日本が世界に誇る和牛ですが、よく焼肉屋さんなどで「A5ランク」などの表示を見かけます。
これは牛肉の格付けを表していますが、牛肉の格付けは大変細かく設定されており、特に霜降り度合いの評価方法はプロでもわかりづらいといわれています。
しかし、格付けは牛肉を選ぶ際の大きな参考にもなります。
そもそも牛肉の格付けの意味とは、どういうものなのでしょうか?
今回は、和牛の価値を決めるともいえる牛肉の格付けや等級の意味について見ていきます。
牛肉の格付けの意味とは?
牛肉の格付け制度は、1960年代に公布された畜産物の価格安定等に関する法律の施行に伴い始まった食肉の流通を合理化するための制度です。
格付けは枝肉で判断され、日本食肉格付協会の格付け委員によって行なわれています。
枝肉とは、牛から皮、内臓を取り除いた状態の肉をいいます。
その後、牛肉の自由化が始まり、外国産の安い牛肉が流通するようになりました。
この時に日本の和牛と輸入牛には肉質に差があることを示し、価格競合から守るために格付けによって差別化してきました。
牛肉の価値は霜降り次第?
和牛といえば霜降りというぐらい、きれいにサシが入った霜降り肉が思い浮かびます。
昔から日本人の間でおいしいといわれてきましたが、最近では海外にも出回るようになったおかげで、世界のあちこちで評価が高まっています。
霜降りとは、筋肉細胞に沈着する脂肪のことで、サシと呼ばれています。
牛肉の評価は格付けで決まるので、サシが多くなればなるほどセリの落札価格も上昇します。
つまり、日本では牛肉の価値は霜降りで決まるといっても過言ではありません。
牛肉の格付けは「歩留等級」と「肉質等級」で評価
枝肉の格付けは、「歩留等級」と「肉質等級」による評価形式となっています。
これによって等級が決定されます。
等級=歩留等級(A~C)× 肉質等級(5~1)
これによって、肉の格付けは、最高級のA5から最も低いC1まで格付けされます。
牛肉の格付け~「歩留等級」
歩留等級は、枝肉から骨や筋を除去して、どれくらいの量の肉があるかを表します。
ロース芯の面積、ばらの厚さ、皮下脂肪の厚さ及び半丸枝肉重量の4項目の数値を計算し決定します。
いいほうから「A」「B」「C」の3等級に評価されます。
A:部分肉歩留が標準より良いもの
B:部分肉歩留が標準のもの
C:部分肉歩留が標準より劣るもの
牛肉の格付け~「肉質等級」
肉質等級は、脂肪交雑・肉の光沢・肉の締まり及びきめ・脂肪の光沢と質の4項目で評価されます。

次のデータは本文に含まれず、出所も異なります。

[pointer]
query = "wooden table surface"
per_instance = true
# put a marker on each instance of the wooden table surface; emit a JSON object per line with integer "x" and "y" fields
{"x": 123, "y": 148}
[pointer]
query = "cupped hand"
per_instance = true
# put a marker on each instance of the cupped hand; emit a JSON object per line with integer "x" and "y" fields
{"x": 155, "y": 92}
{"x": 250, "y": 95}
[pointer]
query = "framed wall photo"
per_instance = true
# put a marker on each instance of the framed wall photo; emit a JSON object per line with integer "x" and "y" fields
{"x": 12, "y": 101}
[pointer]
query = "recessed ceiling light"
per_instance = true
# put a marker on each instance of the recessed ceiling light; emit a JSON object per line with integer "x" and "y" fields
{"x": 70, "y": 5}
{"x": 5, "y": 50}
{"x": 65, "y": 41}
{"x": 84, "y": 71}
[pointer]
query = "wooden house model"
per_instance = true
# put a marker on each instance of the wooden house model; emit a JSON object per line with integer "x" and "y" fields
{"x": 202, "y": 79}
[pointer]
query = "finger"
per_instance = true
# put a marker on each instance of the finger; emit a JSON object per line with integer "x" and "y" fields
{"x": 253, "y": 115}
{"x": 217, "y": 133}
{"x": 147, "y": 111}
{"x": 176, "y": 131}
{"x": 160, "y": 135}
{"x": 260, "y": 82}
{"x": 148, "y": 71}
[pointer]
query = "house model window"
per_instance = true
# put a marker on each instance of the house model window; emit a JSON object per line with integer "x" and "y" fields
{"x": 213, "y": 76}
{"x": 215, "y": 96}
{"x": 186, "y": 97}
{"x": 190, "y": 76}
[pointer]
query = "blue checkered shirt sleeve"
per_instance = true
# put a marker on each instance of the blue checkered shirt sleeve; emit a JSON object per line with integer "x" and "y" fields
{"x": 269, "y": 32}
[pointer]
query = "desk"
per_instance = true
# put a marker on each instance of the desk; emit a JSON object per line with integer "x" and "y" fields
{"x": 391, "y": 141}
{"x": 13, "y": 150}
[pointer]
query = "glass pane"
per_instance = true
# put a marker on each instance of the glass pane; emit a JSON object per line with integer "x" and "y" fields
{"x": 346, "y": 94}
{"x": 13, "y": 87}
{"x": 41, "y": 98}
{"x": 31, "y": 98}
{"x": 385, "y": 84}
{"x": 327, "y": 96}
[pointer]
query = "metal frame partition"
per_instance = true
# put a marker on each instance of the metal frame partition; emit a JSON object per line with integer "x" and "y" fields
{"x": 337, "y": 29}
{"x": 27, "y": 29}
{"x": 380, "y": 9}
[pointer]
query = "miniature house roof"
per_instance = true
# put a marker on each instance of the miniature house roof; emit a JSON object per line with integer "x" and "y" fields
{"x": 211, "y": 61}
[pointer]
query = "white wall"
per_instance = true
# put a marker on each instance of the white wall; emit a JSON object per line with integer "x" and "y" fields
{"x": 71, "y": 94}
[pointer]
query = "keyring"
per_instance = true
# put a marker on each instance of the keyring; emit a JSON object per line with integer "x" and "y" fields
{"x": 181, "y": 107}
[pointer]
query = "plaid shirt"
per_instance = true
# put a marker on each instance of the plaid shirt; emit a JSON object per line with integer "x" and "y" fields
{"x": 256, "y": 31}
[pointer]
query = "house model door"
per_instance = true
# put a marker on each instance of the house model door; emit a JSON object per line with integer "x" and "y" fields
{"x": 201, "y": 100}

(1)脂肪交雑:赤身肉のサシの量。B.M.Sとも呼ばれ、12~1の12段階評価で、5~1の等級に区別
(2)肉の色沢:色と光沢のよさ
(3)肉の締まり及びきめ:肉の締まりのよさ・きめ細かさ
(4)脂肪の色沢と質:脂肪の色と光沢・質
4項目とも5~1に区別されます。
牛肉の格付けや等級の意味~まとめ
今回は、和牛の価値を決めるともいえる牛肉の格付けや等級の意味について見てきました。
牛肉の格付けは、このようにして決まりますが、あくまでも牛肉の評価方法のひとつであり、焼肉屋さんなどの仕入れの目安になっています。
多くの生産者は、A5を目指して肥育しますが、 格付けが低くても和牛の品質が悪いとは言い切れない部分もあります。
等級が低くてもおいしかったという牛肉はたくさんありますから、格付けだけで牛肉を決めず、選ぶ際の基準の1つぐらいに考えておくのが妥当といえそうです。
牛肉を選ぶ際の参考になれば、うれしいです。